With this in mind, the team reframed the project's objective to a more powerful problem: What places make people empowered, and how can we bring those lessons to Saturn retail? The new showrooms are designed to be like an interactive museum, empowering people to learn and explore by themselves. What started as a showroom redesign thus became a successful strategy to differentiate Saturn from competitors and reinforce its core brand values.
Entrepreneur: What are the best ways to keep innovation going in a company?
Lara Lee: At Jump we've identified five keys to creating and sustaining innovation, even through tough economic times like today. When fears of recession loom large, there's a tendency to batten down the hatches and wait for the storm to pass, but tough times actually present new opportunities for growth and innovation. The five strategies are:
Know yourself: Play to your strengths instead of trying to shore up your weaknesses.
Know your customer: Be clear on where the best opportunities lie.
Know your strategy: Understand what you can execute better than competitors.
Know what you don't know: Build a learning plan into every new launch.
Know how to lead: Inspire your organization to rise up to opportunities, not hunker down in fear.
Apart from these specific strategies, empathy is the golden rule behind innovation and growth. At Jump Associates we use hybrid thinking--a synthesis of techniques from multiple disciplines focused on understanding the underlying needs, motivations and values of real people. This helps organizations reframe a situation and see hidden opportunities for innovation and growth.
Entrepreneur: What is the motivation for a company that is already successful to implement innovation?
Lara Lee: Sustainable competitive advantage.
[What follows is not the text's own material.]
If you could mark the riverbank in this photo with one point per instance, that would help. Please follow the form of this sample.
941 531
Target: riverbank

No one can thrive forever optimizing around their existing set of offerings. Individual solutions come and go, and new competitors emerge. Even the most successful organizations can find themselves in trouble if they don't continually strengthen their empathic connections to the people they serve. That's because when you can anticipate the needs of your customers, you can create solutions that meet those needs better and sooner than any other company.
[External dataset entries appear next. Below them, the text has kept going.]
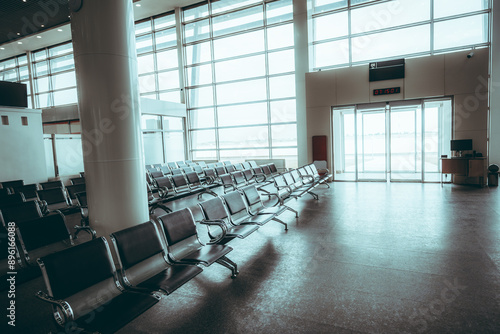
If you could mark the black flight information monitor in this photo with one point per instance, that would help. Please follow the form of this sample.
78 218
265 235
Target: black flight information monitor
387 91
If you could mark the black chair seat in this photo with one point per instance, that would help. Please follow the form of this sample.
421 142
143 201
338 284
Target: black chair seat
242 231
117 313
171 279
207 254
Take GE. There are few more successful or enduring organizations in American industry. The reason for that is a constant focus on new ideas and new markets. A few years back, GE had created a fiber that had applications in the textile industry, and the company approached Jump to create a go-to-market strategy for its new technology. GE thought that because this was a B2B solution, but we helped them come to the understanding that, B2B aside, their target audience was comprised of real people.
With this insight in mind, GE took a collaborative approach with its prospective customers, working to solve their problems together instead of offering technology-driven turnkey solutions. By understanding these people at a human level, GE realized significant revenue in the market in 18 months, not five years.
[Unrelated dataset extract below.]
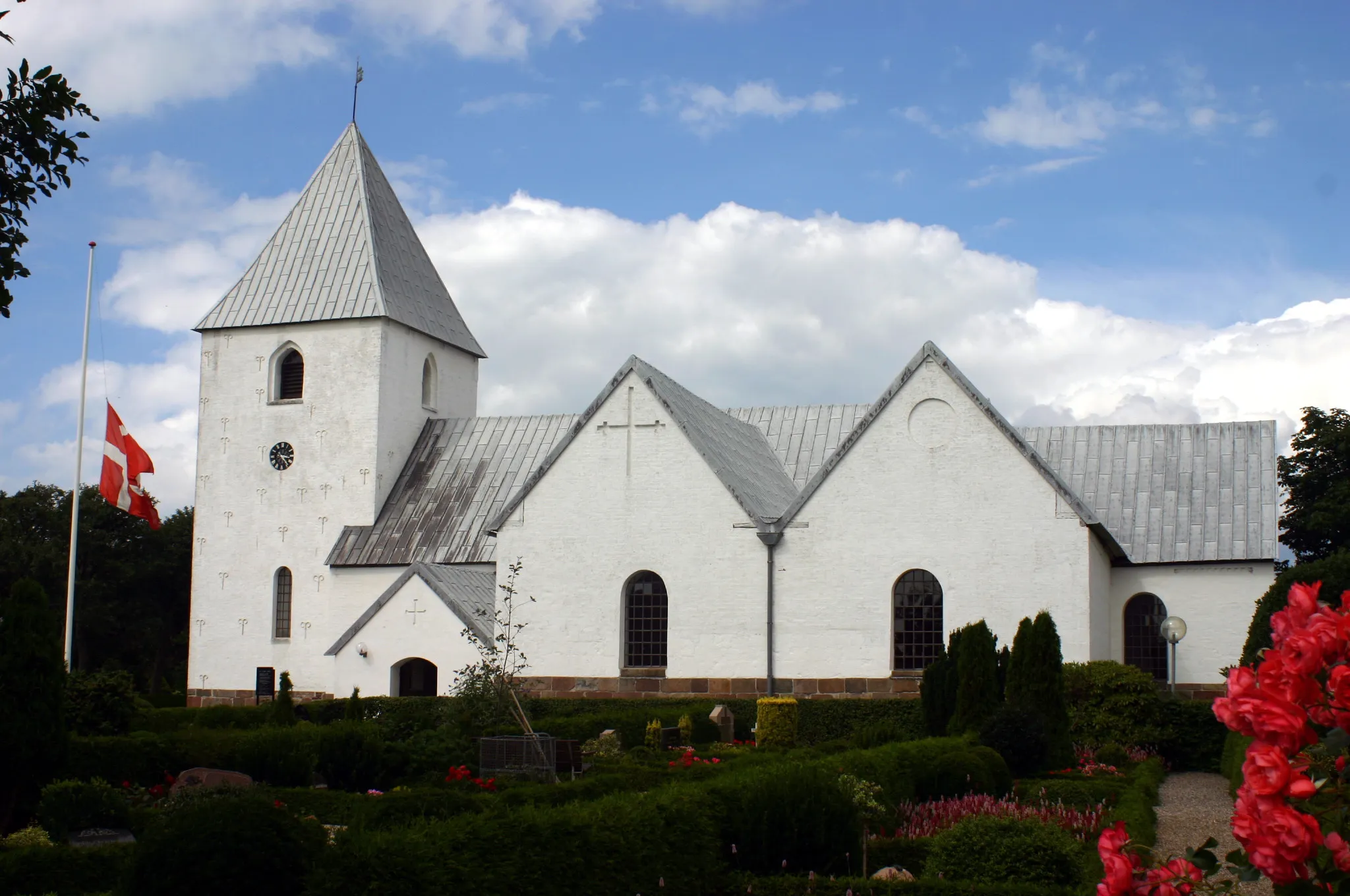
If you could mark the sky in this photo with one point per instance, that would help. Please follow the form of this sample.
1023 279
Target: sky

Entrepreneur: The article briefly discusses not allowing innovation to run amok--what is the best way to maximize innovation while simultaneously focusing it?
Lara Lee: The most important thing to do is to be savvy about the possible results of innovation. Depending on just how new an idea is, people might not be ready for it yet. They might not understand what it's for or why they would use it. When Starbucks first came out, people laughed at the idea of paying $3 for a cup of coffee, but it's now standard behavior. It just took more than a decade to work.
Companies need to be aware of how much change they're trying to introduce. If an innovation is just about a minor upgrade to an existing product, the results are reliable. If you're trying to open an entirely new market, you need to very carefully manage your investments in radical new ideas, and be prepared to wait through a slow growth process before they really hit.
Quite simply, people need a balanced portfolio of sustaining, breakout and disruptive ideas. If you know how likely an idea is to succeed and understand what its potential payoff will be, you're far more likely to avoid throwing good money after bad in pursuit of an idea that never takes off.